Most neurons in peripheral sensory pathways initially respond vigorously when a preferred stimulus is presented, but adapt as stimulation continues. It is unclear how this phenomenon affects stimulus coding in the later stages of sensory processing. Here, we show that a temporally sparse and reliable stimulus representation develops naturally in sequential stages of a sensory network with adapting neurons. As a modeling framework we employ a mean-field approach together with an adaptive population density treatment, accompanied by numerical simulations of spiking neural networks. We find that cellular adaptation plays a critical role in the dynamic reduction of the trial-by-trial variability of cortical spike responses by transiently suppressing self-generated fast fluctuations in the cortical balanced network. This provides an explanation for a widespread cortical phenomenon by a simple mechanism. We further show that in the insect olfactory system cellular adaptation is sufficient to explain the emergence of the temporally sparse and reliable stimulus representation in the mushroom body. Our results reveal a generic, biophysically plausible mechanism that can explain the emergence of a temporally sparse and reliable stimulus representation within a sequential processing architecture.

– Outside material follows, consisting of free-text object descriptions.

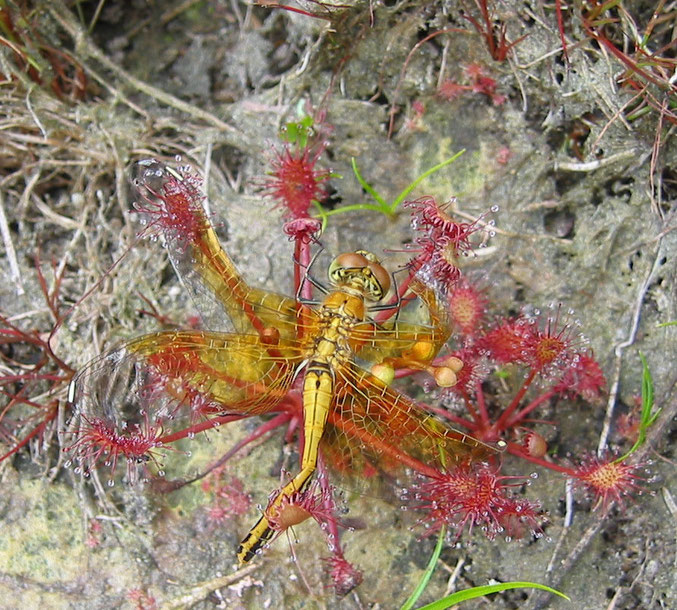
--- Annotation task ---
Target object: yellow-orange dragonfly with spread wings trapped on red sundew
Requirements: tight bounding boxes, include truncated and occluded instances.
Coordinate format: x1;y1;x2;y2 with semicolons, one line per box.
69;160;495;563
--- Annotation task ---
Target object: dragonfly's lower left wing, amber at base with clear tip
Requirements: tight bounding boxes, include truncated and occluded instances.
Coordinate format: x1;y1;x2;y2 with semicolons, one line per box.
69;331;305;472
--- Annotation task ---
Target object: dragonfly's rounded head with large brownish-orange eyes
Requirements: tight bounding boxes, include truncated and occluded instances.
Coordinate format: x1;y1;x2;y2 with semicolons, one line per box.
329;250;390;301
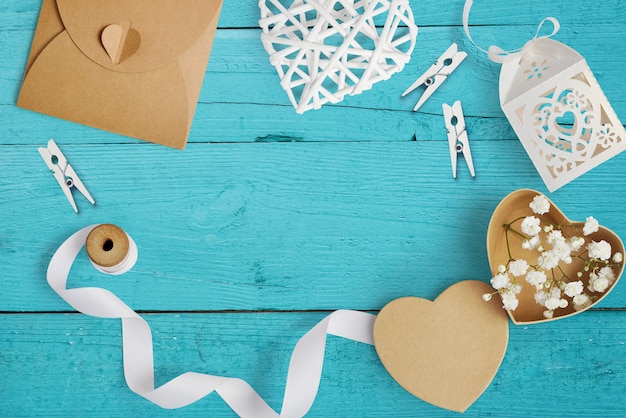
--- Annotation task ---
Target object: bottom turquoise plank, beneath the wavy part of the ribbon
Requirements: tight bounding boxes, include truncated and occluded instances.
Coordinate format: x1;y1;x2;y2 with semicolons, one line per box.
0;311;626;417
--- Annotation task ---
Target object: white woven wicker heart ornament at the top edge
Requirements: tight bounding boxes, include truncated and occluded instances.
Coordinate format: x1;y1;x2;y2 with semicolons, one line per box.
259;0;417;113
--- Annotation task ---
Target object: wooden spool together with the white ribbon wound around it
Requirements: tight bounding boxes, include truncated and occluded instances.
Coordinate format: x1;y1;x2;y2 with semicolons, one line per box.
85;224;137;275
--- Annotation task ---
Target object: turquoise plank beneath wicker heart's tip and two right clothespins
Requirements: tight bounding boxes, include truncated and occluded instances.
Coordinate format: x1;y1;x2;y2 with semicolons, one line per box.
0;25;626;145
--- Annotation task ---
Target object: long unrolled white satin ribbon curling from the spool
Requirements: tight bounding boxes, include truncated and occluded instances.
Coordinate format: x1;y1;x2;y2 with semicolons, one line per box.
47;225;376;418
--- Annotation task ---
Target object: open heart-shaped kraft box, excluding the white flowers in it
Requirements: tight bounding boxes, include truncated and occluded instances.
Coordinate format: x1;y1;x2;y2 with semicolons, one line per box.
487;189;624;325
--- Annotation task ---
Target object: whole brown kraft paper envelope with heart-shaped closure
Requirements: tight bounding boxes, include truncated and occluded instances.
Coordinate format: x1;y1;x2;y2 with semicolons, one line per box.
17;0;222;148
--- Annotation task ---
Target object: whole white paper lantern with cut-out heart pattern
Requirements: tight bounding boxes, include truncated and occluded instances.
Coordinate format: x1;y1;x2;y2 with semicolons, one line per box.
500;37;626;191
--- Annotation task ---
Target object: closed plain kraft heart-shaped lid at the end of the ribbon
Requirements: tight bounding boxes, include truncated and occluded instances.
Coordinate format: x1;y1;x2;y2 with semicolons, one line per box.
374;280;509;412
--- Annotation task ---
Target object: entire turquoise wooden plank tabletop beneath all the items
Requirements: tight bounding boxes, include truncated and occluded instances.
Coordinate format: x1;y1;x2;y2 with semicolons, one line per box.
0;0;626;417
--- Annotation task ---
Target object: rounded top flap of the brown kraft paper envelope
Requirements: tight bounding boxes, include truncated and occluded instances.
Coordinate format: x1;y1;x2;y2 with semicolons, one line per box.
57;0;221;72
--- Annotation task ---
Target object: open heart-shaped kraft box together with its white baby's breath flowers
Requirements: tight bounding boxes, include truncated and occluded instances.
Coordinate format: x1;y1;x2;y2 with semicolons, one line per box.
487;189;624;325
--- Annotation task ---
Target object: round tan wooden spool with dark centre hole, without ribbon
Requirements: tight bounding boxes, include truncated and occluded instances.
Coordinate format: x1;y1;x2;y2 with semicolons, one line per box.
86;224;130;267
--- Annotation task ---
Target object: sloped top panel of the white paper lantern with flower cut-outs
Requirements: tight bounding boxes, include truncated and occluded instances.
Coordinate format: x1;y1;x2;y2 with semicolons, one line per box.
500;37;584;105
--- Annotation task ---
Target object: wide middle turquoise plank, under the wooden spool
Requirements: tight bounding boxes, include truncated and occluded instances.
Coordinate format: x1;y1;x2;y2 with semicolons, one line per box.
0;141;626;311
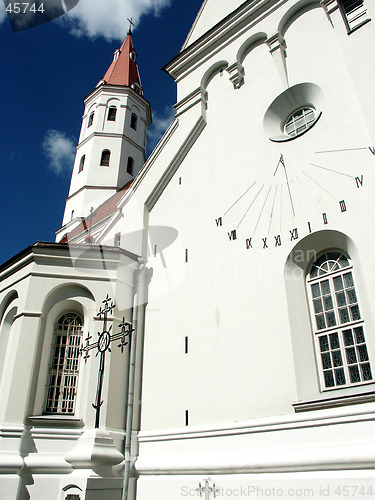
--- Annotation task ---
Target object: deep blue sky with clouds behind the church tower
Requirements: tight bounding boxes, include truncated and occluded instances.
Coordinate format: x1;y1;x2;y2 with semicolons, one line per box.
0;0;202;263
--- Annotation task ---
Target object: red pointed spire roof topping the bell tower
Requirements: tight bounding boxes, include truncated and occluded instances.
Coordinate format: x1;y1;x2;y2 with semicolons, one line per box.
98;34;143;95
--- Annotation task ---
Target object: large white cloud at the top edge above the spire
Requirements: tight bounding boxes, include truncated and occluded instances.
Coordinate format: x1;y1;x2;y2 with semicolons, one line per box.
61;0;170;41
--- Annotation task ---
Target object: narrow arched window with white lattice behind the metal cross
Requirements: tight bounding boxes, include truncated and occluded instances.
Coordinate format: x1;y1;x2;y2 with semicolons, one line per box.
45;313;83;415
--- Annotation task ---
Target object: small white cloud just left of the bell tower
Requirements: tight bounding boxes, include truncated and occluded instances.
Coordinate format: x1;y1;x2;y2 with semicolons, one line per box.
42;130;75;174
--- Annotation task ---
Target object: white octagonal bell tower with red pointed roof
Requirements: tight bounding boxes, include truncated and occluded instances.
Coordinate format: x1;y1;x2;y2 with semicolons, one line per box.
63;30;151;228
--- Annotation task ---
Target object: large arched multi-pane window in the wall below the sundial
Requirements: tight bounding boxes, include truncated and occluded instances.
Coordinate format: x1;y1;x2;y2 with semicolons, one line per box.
307;252;372;389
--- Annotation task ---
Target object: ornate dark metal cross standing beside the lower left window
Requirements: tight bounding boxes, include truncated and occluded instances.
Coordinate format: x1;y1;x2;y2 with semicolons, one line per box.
80;294;134;429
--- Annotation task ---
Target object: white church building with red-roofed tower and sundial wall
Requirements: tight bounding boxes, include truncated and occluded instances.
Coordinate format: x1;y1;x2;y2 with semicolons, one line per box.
0;0;375;500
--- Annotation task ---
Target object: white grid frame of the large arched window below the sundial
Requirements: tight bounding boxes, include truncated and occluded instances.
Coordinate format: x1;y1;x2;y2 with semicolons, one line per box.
305;254;375;392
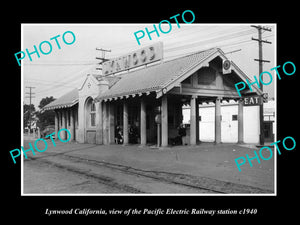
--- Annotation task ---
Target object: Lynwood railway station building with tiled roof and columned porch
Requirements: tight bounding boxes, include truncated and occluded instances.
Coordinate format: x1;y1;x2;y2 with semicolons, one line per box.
44;43;262;147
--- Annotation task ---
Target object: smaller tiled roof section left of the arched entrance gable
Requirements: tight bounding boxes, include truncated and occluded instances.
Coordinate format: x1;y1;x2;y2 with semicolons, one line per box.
43;88;78;110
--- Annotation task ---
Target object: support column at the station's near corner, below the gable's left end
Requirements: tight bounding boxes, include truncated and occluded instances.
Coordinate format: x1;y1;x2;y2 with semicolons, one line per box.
161;95;168;147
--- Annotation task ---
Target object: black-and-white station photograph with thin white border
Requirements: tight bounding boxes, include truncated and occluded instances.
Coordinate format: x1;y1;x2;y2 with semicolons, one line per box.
20;23;276;196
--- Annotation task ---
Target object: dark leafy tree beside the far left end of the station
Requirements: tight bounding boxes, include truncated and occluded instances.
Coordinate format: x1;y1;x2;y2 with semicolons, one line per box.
36;96;55;130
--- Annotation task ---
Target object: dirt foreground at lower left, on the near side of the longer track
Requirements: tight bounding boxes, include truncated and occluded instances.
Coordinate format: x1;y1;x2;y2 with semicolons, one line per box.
24;156;218;194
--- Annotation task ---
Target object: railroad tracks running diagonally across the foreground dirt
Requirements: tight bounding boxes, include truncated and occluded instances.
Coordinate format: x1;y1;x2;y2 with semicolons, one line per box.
25;154;272;194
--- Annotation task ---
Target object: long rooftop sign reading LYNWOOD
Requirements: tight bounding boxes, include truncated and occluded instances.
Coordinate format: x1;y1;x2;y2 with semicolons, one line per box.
102;42;163;75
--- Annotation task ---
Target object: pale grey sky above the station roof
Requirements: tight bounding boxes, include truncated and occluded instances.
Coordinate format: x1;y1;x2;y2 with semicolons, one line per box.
22;23;276;110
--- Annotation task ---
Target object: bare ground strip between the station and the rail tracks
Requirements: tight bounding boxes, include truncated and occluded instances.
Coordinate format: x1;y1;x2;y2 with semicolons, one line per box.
24;140;274;193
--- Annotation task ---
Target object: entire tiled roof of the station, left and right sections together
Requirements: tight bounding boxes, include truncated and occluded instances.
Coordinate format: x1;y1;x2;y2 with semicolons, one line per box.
43;48;260;110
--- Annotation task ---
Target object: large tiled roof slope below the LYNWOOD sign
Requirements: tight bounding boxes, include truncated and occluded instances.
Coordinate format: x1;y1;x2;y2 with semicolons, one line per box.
96;48;218;100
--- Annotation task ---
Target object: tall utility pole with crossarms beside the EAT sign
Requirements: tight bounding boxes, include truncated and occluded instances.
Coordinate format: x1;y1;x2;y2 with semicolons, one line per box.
251;25;272;145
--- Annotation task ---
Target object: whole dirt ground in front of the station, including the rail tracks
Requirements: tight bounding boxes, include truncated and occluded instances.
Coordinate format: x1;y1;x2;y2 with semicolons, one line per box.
24;140;274;194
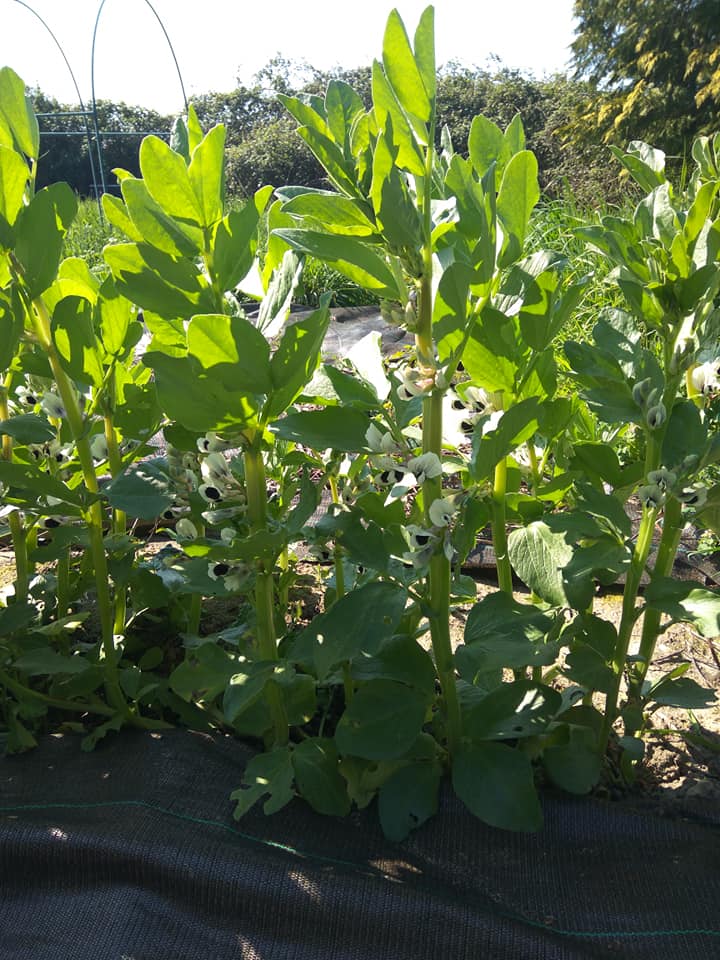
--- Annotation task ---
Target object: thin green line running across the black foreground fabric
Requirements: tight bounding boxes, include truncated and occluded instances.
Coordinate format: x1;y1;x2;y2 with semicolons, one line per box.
0;800;720;940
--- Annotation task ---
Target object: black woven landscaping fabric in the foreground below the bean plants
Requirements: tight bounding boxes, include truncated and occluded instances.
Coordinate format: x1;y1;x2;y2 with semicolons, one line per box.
0;731;720;960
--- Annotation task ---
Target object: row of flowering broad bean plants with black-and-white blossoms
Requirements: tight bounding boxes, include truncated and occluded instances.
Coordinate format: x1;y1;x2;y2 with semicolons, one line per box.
0;7;720;839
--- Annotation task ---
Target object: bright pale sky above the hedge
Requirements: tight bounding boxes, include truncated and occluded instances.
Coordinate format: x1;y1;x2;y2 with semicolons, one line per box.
0;0;573;113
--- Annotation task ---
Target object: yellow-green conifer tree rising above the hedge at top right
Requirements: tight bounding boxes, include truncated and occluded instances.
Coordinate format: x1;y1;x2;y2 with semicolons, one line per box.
572;0;720;154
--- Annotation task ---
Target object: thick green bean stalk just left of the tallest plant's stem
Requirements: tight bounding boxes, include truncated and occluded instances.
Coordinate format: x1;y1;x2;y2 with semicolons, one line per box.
243;436;289;746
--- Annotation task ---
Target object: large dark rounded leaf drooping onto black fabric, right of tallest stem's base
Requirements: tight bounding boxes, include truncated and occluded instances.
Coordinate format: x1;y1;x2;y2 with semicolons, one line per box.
452;743;542;831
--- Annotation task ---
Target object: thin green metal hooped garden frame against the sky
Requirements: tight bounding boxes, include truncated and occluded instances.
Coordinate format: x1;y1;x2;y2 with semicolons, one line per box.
7;0;188;207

Many lines of evidence suggest that few spikes carry the relevant stimulus information at later stages of sensory processing. Yet mechanisms for the emergence of a robust and temporally sparse sensory representation remain elusive. Here, we introduce an idea in which a temporal sparse and reliable stimulus representation develops naturally in spiking networks. It combines principles of signal propagation with the commonly observed mechanism of neuronal firing rate adaptation. Using a stringent numerical and mathematical approach, we show how a dense rate code at the periphery translates into a temporal sparse representation in the cortical network. At the same time, it dynamically suppresses trial-by-trial variability, matching experimental observations in sensory cortices. Computational modelling of the insects olfactory pathway suggests that the same principle underlies the prominent example of temporal sparse coding in the mushroom body. Our results reveal a computational principle that relates neuronal firing rate adaptation to temporal sparse coding and variability suppression in nervous systems.